İnsan Hakları Derneği, bugün genel merkezlerindeki basın açıklamasında, taleplerini şöyle sıraladı:
* Türkiye’deki mevzuat uluslararası insan hakları hukukuna ve özel olarak da mahpus haklarına uygun hale getirilmeli;
* Başta İmralı F Tipi Hapishanesi olmak üzere tecrit kaldırılmalı ve cezaevlerinde insani yaşam standartları oluşturulmalı;
* Mahpusların sağlığa erişim hakları sağlanmalı, koruyucu sağlık hizmetlerine önem verilmeli, hastalığı olanların tedavi olanaklarından yararlanmaları için gerekli önlemler alınmalı ve ağır hastalığı olanlar derhal serbest bırakılmalı;
* Adli Tıp Kurumu’nun resmi bilirkişi olarak varlığına son verilmeli, bağımsız bilirkişilik kurumu kabul edilmeli ve İstanbul Protokolü hükümleri uygulanmalı;
* Cezaevleri; sivil toplum kuruluşlarının, bağımsız izleme kurullarının, özel olarak da hasta mahpuslar sorunuyla ilgili olarak İHD, Türkiye İnsan Hakları Vakfı (TİHV), Türk Tabipler Birliği (TTB) gibi kuruluşların denetimine açık hale getirilmeli, OPCAT’a uygun bağımsız ulusal önleme mekanizması kurulmalı;
* 5275 sayılı Ceza İnfaz Kanunu’nun cezanın infazının hastalık nedeniyle ertelenmesine ilişkin 16. Maddesi’nin ve ağırlaştırılmış müebbet hapse mahkum mahpuslarla ilgili 25. maddesinin ağır hasta mahpusların serbest bırakılmasını engelleyen hükümleri değiştirilmeli;
* Cezaevlerindeki başta işkence ve kötü muamele iddiaları olmak üzere hak ihlalleri etkili bir şekilde soruşturulmalı ve sorumlular yargı önüne çıkarılmalı;
* Bugüne kadar cezaevlerinde yaşamını yitiren hasta mahpuslarla ilgili olarak etkin bir soruşturma yapılarak ihmal ve sorumluluğu olanlar hakkında cezai yaptırımlar uygulanmalı.

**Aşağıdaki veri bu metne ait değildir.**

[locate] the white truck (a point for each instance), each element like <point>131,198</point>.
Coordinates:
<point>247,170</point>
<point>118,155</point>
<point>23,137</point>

“Örtülü OHAL affıyla durum, adliler lehine değiştirildi”
İHD’nin açıklamasında, kanun hükmünde kararname ile yapılan değişiklik de anlatıldı:
“17 Ağustos 2016’da Resmi Gazete’de yayımlanarak yürürlüğe giren 671 sayılı OHAL KHK’sının 32. Maddesi ile 5275 sayılı Ceza Ve Güvenlik Tedbirlerinin İnfazı Hakkında Kanun’a geçici 32. Madde eklenerek, adli suçluların büyük çoğunluğunun yararlanacağı şekilde şartla salıverme süresi 2/3’ten, 1/2’ye indirildi.
“Bununla birlikte cezalarının son bir yılı kalanların yararlanacağı denetimli serbestlikle ilgili düzenlemedeki süre, cezalarının son iki yılı kalanlar biçiminde genişletilerek adeta ‘örtülü OHAL affı’ çıkarıldı.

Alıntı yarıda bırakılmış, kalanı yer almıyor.